Programmable spatially-varying linearly polarized light with high degree of polarization for planar liquid crystal photonics

Abstract

The use of liquid crystal spatial light modulator (LC-SLM) to manipulate the polarization of the light has been widely explored for different applications, including optical field manipulation, maskless lithography, polarization imaging, and LC planar-optics, among others. Precise polarization manipulation of LC-SLM is therefore highly demanded. Here, we introduce a high-efficiency approach for calibrating the polarization manipulation of a parallel-aligned LC-SLM. The approach revolves around the primary calibration criterion, the degree of polarization (DoP).
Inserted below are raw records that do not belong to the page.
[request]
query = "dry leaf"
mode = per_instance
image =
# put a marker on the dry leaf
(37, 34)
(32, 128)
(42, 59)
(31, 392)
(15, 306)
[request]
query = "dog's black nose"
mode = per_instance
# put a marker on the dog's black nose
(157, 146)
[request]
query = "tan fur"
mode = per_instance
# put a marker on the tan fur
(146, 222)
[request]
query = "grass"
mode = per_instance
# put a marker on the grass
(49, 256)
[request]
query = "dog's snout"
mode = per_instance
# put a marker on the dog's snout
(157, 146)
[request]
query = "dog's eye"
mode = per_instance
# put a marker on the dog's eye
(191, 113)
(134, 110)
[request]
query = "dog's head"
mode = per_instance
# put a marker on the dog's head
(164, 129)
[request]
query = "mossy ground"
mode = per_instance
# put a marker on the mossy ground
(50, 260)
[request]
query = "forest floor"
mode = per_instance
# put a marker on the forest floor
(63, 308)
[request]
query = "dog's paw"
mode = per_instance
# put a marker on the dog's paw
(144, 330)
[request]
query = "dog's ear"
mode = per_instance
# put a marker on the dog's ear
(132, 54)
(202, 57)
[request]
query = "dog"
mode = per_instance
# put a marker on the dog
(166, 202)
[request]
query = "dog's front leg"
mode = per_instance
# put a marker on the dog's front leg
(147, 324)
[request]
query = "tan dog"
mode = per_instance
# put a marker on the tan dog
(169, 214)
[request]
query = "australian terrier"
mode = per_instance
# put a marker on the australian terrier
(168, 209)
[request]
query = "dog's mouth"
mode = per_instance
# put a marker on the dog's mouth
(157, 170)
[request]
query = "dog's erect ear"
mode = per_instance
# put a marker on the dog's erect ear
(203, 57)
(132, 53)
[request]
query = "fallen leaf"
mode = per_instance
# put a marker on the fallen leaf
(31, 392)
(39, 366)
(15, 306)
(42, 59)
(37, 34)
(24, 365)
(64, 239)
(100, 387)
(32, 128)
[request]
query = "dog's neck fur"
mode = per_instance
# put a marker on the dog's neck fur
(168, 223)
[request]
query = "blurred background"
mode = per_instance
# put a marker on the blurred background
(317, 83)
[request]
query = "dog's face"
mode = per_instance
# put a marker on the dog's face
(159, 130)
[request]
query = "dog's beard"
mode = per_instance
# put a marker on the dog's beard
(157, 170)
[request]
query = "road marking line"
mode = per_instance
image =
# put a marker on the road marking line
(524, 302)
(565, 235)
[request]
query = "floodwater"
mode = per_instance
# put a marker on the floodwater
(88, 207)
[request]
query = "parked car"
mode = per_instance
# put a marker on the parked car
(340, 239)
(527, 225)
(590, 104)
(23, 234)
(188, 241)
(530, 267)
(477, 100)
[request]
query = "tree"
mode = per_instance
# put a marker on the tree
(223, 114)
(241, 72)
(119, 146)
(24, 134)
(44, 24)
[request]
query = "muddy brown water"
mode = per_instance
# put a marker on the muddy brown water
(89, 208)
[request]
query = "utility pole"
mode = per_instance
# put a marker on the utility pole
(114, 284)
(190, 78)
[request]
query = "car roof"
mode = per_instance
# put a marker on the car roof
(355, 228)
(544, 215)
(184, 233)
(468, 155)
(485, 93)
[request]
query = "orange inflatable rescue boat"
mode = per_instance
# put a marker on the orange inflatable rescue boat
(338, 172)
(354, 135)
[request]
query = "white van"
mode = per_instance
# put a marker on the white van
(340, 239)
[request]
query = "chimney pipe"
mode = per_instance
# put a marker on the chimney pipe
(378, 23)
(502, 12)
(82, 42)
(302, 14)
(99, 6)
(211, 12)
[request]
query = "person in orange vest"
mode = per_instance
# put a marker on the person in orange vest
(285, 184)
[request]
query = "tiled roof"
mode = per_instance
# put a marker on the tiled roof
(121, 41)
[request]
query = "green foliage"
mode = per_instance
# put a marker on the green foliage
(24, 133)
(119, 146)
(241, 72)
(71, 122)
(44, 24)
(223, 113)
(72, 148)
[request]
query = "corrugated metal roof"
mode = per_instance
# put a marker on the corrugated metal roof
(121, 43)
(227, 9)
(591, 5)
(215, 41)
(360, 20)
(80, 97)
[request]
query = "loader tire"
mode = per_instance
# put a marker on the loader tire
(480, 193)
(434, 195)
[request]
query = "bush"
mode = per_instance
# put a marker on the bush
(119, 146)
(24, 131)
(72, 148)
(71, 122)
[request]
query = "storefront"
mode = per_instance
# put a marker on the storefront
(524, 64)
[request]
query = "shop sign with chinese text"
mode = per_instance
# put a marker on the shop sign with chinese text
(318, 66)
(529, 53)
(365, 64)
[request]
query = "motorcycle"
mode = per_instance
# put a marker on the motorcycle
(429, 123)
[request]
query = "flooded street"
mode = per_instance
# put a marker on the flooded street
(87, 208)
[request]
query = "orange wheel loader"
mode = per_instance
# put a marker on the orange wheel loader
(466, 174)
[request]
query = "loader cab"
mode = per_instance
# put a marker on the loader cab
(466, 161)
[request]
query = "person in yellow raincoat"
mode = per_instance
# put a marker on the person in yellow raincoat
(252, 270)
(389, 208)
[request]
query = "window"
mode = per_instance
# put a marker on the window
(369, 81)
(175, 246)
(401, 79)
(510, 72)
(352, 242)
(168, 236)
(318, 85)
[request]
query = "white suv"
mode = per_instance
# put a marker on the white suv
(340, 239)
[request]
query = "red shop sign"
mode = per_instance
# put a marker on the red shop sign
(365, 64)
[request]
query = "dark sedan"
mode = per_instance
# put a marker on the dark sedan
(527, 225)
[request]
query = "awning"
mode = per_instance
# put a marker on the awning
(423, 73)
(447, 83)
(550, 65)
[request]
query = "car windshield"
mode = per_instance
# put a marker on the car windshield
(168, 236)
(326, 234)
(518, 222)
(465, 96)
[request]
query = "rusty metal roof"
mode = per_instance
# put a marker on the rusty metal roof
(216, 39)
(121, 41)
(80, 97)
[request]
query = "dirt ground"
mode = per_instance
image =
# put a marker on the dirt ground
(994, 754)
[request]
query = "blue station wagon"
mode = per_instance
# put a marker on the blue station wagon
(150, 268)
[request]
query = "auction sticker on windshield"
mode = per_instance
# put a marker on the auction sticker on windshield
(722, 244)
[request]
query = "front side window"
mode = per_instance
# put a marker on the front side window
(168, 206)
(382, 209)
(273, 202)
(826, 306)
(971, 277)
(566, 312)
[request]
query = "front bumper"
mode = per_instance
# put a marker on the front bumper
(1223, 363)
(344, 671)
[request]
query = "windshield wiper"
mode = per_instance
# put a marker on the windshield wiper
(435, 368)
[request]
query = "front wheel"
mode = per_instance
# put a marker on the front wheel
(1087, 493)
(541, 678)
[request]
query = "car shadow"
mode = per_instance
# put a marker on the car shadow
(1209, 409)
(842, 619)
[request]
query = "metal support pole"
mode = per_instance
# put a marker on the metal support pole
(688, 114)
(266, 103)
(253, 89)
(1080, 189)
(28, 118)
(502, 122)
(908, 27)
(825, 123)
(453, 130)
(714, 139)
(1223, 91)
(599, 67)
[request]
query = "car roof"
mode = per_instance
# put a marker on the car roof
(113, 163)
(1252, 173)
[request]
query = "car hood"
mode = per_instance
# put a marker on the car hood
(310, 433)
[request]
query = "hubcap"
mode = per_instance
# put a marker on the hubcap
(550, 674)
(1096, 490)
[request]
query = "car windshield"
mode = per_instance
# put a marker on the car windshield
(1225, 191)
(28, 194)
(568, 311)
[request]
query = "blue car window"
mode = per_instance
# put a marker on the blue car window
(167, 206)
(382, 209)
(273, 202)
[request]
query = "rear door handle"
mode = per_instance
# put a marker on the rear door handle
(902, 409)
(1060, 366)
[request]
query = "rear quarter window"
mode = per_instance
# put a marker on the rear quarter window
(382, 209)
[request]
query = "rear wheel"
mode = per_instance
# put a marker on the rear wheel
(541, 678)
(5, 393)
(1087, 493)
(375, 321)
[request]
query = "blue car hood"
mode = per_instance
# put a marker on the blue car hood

Through parameter optimization to generate the calibration grayscale, a remarkable DoP as high as 97 % can be attained, with a sustained DoP level of up to 93.7 %. Experimental results showcase outstanding DoP uniformity in the modulated beam achieved with the calibrated LC-SLM. The root mean square error (RMSE) of polarization for modulated light from LC-SLM is about 0.018. A pixelated polarization calibration approach is proposed to enable efficient and precise programming of spatially-varying linearly polarized light (SVLPL), which can be further verified by the implementation of the Pancharatnam-Berry (PB) lens. The resolution of the fabricated LC planar optical elements with our setup can reach 1.54 μm. The programmable SVLPL with high DoP and resolution is potentially useful for many applications in planar optics and vectorial optical field manipulation.